There was 2 slow queries:

select count(distinct RES.ID_ ) from ACT_RU_EXECUTION RES inner join ACT_RE_PROCDEF P on RES.PROC_DEF_ID_ = P.ID_ WHERE ( RES.PARENT_ID_ is null and ( P.ID_ = “teste-processo:1:7ce661a4-b3ff-11ef-936a-fe1819a0d98d” ) ) and (RES.TENANT_ID_ is null )

It took 17s

Added this index and it goes to 1s now:

CREATE INDEX PROC_DEF_ID_PARENT_ID_TENANT_ID USING BTREE ON camunda.ACT_RU_EXECUTION (PROC_DEF_ID_,PARENT_ID_,TENANT_ID_);

Also found that the count query for the activities to show a process definition took 32s:

select distinct RES.* from ( select ACTID.ACT_ID_ as ID_, INSTANCE.INSTANCE_COUNT_ , INC.INCIDENT_TYPE_ , INC.INCIDENT_COUNT_ from ( select distinct ACT_ID_ from ( select distinct E.ACT_ID_ from ACT_RU_EXECUTION E

where E.PROC_DEF_ID_ = “teste-processo:1:7ce661a4-b3ff-11ef-936a-fe1819a0d98d” and E.IS_ACTIVE_ = 1 and E.ACT_ID_ is not null and (E.TENANT_ID_ is null ) UNION select distinct I.ACTIVITY_ID_ AS ACT_ID_ from ACT_RU_INCIDENT I where I.PROC_DEF_ID_ = “teste-processo:1:7ce661a4-b3ff-11ef-936a-fe1819a0d98d”

and I.ACTIVITY_ID_ is not null ) ACTID ) ACTID

left outer join ( select E.ACT_ID_ , count(distinct E.ID_) as INSTANCE_COUNT_ from ACT_RU_EXECUTION E where E.PROC_DEF_ID_ = “teste-processo:1:7ce661a4-b3ff-11ef-936a-fe1819a0d98d” and E.IS_ACTIVE_ = 1 and

(E.TENANT_ID_ is null ) group by E.ACT_ID_ ) INSTANCE on ACTID.ACT_ID_ = INSTANCE.ACT_ID_ left outer join

( select I.ACTIVITY_ID_ , I.INCIDENT_TYPE_ , count(distinct I.ID_) as INCIDENT_COUNT_ from ACT_RU_INCIDENT I where I.PROC_DEF_ID_ = “teste-processo:1:7ce661a4-b3ff-11ef-936a-fe1819a0d98d”
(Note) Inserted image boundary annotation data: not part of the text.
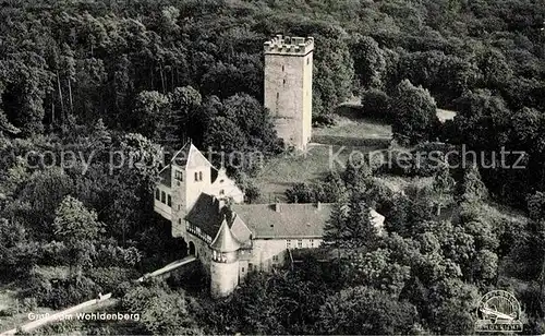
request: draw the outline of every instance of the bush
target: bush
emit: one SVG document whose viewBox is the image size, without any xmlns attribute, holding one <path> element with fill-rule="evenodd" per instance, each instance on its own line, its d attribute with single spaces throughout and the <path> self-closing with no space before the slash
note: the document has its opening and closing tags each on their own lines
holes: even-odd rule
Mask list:
<svg viewBox="0 0 545 336">
<path fill-rule="evenodd" d="M 392 121 L 390 97 L 383 91 L 370 89 L 362 95 L 361 117 Z"/>
<path fill-rule="evenodd" d="M 26 290 L 26 295 L 36 298 L 38 305 L 61 309 L 90 300 L 101 292 L 102 289 L 93 280 L 84 276 L 68 279 L 52 279 L 47 283 L 37 283 L 35 288 Z"/>
<path fill-rule="evenodd" d="M 97 259 L 93 264 L 99 267 L 133 267 L 141 260 L 138 249 L 117 247 L 114 241 L 108 240 L 97 248 Z"/>
<path fill-rule="evenodd" d="M 138 273 L 131 268 L 100 267 L 90 269 L 88 277 L 106 293 L 122 291 L 121 284 L 137 278 Z"/>
<path fill-rule="evenodd" d="M 332 127 L 337 124 L 332 115 L 319 115 L 312 118 L 313 127 Z"/>
</svg>

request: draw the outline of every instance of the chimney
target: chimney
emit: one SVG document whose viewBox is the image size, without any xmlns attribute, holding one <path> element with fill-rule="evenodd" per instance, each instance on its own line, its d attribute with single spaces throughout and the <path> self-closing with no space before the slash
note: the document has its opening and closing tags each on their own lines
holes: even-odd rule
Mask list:
<svg viewBox="0 0 545 336">
<path fill-rule="evenodd" d="M 280 212 L 280 203 L 275 203 L 275 212 Z"/>
</svg>

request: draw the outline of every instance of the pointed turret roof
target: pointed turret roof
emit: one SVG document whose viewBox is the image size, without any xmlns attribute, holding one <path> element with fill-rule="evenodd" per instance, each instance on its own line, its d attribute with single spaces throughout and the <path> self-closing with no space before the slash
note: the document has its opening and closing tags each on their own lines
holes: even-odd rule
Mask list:
<svg viewBox="0 0 545 336">
<path fill-rule="evenodd" d="M 191 142 L 174 154 L 172 164 L 182 168 L 213 167 L 210 161 Z"/>
<path fill-rule="evenodd" d="M 218 235 L 216 235 L 210 248 L 219 252 L 234 252 L 241 248 L 241 243 L 234 238 L 226 219 L 221 223 Z"/>
</svg>

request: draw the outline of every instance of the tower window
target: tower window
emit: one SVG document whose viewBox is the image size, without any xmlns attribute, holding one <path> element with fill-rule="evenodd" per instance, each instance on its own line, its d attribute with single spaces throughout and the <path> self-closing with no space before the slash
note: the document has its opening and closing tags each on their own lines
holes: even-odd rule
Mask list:
<svg viewBox="0 0 545 336">
<path fill-rule="evenodd" d="M 174 178 L 179 181 L 183 181 L 183 173 L 180 170 L 177 170 L 174 173 Z"/>
</svg>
and (I.TENANT_ID_ is null ) group by I.ACTIVITY_ID_, I.INCIDENT_TYPE_ ) INC on ACTID.ACT_ID_ = INC.ACTIVITY_ID_ ) RES order by RES.ID_ asc LIMIT 2147483647 OFFSET 0

The main reason was that it always goes to a very bad index using TENANT_ID_ and my tenant is always null…
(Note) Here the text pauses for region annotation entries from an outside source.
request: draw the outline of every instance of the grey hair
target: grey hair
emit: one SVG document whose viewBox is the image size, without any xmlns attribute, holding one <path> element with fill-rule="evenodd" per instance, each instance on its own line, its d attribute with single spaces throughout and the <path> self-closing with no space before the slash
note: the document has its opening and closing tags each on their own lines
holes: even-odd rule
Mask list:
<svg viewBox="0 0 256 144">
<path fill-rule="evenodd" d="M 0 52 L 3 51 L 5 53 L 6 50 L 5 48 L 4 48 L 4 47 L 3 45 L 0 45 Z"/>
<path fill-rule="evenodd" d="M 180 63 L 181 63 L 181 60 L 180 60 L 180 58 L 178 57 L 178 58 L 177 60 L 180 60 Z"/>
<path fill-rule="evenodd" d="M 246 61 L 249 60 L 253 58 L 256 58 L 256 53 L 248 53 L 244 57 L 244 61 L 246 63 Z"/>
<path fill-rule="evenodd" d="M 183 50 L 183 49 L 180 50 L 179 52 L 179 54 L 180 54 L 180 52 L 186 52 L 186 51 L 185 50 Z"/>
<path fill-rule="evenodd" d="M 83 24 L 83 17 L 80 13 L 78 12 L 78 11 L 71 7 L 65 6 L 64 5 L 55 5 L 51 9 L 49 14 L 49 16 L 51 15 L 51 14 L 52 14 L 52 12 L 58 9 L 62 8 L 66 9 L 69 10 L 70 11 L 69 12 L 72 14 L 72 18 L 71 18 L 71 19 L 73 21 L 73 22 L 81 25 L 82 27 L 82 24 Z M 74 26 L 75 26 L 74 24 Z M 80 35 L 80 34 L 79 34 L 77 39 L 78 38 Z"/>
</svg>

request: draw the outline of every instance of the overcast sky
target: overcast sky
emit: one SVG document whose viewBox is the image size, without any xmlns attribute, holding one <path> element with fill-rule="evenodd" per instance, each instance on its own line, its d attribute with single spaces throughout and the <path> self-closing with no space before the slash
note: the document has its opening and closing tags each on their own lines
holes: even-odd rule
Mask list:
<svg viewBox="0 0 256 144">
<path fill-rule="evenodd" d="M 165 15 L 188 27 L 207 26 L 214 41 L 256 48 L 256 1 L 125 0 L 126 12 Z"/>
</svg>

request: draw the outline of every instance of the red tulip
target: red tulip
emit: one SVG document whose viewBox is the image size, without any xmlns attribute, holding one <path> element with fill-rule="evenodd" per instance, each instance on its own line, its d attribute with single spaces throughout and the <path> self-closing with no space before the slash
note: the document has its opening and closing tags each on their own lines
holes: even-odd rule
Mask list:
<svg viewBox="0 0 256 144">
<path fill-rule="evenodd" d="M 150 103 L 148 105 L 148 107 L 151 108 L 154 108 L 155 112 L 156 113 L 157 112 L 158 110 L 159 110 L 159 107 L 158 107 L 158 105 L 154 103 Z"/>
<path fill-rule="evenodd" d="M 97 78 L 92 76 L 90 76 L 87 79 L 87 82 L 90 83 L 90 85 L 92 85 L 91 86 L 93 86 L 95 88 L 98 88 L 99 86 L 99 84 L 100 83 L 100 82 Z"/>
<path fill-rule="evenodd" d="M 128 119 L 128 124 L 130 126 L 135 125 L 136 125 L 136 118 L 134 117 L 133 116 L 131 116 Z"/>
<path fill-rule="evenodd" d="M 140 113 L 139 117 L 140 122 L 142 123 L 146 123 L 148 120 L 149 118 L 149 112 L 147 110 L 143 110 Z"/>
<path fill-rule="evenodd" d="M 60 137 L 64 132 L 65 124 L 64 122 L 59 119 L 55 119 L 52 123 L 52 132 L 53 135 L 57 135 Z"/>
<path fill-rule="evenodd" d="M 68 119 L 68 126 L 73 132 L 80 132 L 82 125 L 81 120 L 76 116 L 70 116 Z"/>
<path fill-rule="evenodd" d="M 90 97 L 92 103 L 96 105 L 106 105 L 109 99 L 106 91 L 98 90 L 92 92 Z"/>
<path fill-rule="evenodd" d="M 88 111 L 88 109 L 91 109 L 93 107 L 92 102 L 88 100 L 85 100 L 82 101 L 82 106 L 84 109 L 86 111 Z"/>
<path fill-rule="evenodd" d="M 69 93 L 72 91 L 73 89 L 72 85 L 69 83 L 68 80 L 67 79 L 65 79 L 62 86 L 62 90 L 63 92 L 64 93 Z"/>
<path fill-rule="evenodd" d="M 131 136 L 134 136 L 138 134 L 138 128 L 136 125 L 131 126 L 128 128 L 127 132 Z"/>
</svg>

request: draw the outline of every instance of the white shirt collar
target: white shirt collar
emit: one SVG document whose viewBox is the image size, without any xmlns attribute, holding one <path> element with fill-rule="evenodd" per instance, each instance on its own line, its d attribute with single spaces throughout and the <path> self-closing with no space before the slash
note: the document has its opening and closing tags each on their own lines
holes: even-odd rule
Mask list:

After i droped these two index it goes to only 6s:

alter table ACT_RU_INCIDENT drop index ACT_IDX_INC_TENANT_ID;
alter table ACT_RU_EXECUTION drop index ACT_IDX_EXEC_TENANT_ID;

Maybe ill find a better way instead of drop the default ones

jradesenv · December 11, 2024, 3:23am

Created these new indexes and did optimize these two tables, and now im running this query in 3s:

CREATE INDEX idx_execution ON ACT_RU_EXECUTION (PROC_DEF_ID_, IS_ACTIVE_, ACT_ID_, TENANT_ID_);
CREATE INDEX idx_incident ON ACT_RU_INCIDENT (PROC_DEF_ID_, ACTIVITY_ID_, TENANT_ID_);

OPTIMIZE TABLE ACT_RU_EXECUTION;
OPTIMIZE TABLE ACT_RU_INCIDENT;

paul · December 11, 2024, 11:34am

The web apps, and therefore the cockpit, are getting a full rewrite. So we’ll see how well they perform. But it is a good thing to remember to test it with 100k’s worth of processes sooner than later.
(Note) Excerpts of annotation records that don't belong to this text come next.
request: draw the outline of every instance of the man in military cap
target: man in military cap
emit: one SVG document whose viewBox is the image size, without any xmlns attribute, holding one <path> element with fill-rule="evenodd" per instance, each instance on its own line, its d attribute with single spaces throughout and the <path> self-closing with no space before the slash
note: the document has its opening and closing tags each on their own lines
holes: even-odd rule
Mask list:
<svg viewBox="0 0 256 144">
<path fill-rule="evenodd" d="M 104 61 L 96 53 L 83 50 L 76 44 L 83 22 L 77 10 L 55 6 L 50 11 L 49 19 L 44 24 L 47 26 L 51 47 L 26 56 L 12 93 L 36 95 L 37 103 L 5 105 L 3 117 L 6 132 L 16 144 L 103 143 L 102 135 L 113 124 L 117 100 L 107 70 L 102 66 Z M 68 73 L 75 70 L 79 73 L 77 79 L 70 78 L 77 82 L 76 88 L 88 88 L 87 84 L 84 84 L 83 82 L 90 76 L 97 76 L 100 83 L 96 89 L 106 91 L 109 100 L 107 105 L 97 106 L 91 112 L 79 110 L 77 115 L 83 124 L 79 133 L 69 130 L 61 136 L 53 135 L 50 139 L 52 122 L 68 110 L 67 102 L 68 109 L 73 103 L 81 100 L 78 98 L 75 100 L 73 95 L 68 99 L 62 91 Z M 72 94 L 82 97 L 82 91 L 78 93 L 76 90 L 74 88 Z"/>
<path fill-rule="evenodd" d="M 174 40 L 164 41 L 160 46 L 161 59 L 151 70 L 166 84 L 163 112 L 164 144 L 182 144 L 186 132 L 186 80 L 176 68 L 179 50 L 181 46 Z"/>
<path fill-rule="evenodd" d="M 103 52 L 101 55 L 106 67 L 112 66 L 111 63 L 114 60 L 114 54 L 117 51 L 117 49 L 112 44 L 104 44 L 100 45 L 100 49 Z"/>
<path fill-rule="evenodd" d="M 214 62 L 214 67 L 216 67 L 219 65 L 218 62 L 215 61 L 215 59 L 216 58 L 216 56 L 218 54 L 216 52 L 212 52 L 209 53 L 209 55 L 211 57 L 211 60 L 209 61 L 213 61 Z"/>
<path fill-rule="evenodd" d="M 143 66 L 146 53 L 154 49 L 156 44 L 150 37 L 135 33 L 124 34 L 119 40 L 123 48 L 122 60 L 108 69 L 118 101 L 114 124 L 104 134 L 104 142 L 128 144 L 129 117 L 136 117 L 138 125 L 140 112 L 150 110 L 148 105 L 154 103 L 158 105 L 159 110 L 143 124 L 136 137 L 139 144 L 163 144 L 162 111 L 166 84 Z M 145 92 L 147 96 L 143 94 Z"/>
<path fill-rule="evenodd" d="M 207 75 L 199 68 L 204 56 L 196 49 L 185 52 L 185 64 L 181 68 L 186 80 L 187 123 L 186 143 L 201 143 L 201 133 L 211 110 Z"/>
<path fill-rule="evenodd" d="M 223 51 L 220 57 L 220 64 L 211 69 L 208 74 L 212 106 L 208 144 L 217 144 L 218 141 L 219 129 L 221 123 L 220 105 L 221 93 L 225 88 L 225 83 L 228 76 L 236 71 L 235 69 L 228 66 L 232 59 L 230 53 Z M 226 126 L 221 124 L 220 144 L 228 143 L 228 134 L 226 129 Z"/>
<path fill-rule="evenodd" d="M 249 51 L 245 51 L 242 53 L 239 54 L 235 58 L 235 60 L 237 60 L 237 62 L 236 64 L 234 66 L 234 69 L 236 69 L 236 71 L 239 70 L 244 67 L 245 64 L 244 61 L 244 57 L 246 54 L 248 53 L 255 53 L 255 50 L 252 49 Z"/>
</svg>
javahippie · December 11, 2024, 12:03pm

Adding indexes for performance reason was always “allowed” by Camunda, also in Enterprise settings. I did this for a client with 3 TB history data (please don’t ask). The optimizations you did seem reasonable to me, and should not impact write performance at all, thanks for sharing them!